Publication year - 2003
Publication title -
pediatric transplantation
Language(s) - English
Resource type - Journals
SCImago Journal Rank - 0.457
H-Index - 69
eISSN - 1399-3046
pISSN - 1397-3142
DOI - 10.1034/j.1399-3046.2003.00069.x
Subject(s) - medicine , bronchiolitis obliterans , lung transplantation , pulmonary function testing , lung , vital capacity , abnormality , bronchiolitis , lung volumes , cardiology , pediatrics , gastroenterology , lung function , respiratory system , diffusing capacity , psychiatry
  Post‐lung transplant bronchiolitis obliterans syndrome (BOS) is defined as an unexplained fall in forced expiratory volume in 1 s (FEV 1 ) ≥20% of baseline (B).

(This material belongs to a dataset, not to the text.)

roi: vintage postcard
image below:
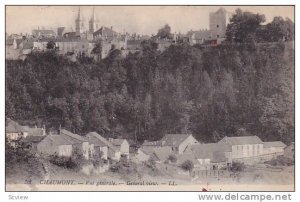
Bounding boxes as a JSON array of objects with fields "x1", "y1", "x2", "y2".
[{"x1": 5, "y1": 5, "x2": 294, "y2": 192}]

There have been reports in adults that FEF 25−75% (>30% decline from B) is more sensitive than FEV 1 for the early diagnosis of BOS. Yet, it is not known if other pulmonary function test (PFT) parameters – forced expiratory flow rates at 25–75% of vital capacity (FEF 25−75% ) and maximal expiratory flow rate at 80% ( V max80% ), 70% ( V max70% ) and 60% ( V max60% ) – are more sensitive indicators for early diagnosis of BOS than FEV 1 in post‐lung transplant children. We reviewed serial PFTs of 18 patients (ages 14.1 ± 3.7 yr, 50% female) who had lung transplantation at our institution from 1993 to 1999, and who met the criteria for BOS diagnosis. There was no significant difference in post‐transplant days when decline in FEV 1  ≥20% of B, FEF 25−75%  >30% of B, and V max 80% , V max70% and V max60% from normal occurred (635 ± 431, 551 ± 422 and 454 ± 287 days, respectively; p = 0.4). However, a decline in FEV 1 was the first abnormality in only 39% of the patients, while a decline in FEF 25−75% and V max at specific lung volume were the first abnormality in 78% and 56% of the patients, respectively. The earliest signs of BOS would be missed in 61% of patients if FEV 1 was the primary parameter used for the diagnosis. In order to improve the sensitivity of the diagnosis of post‐lung transplant BOS; we speculate that the diagnosis should be based on decreases in FEF 25−75% rather than on FEV 1 .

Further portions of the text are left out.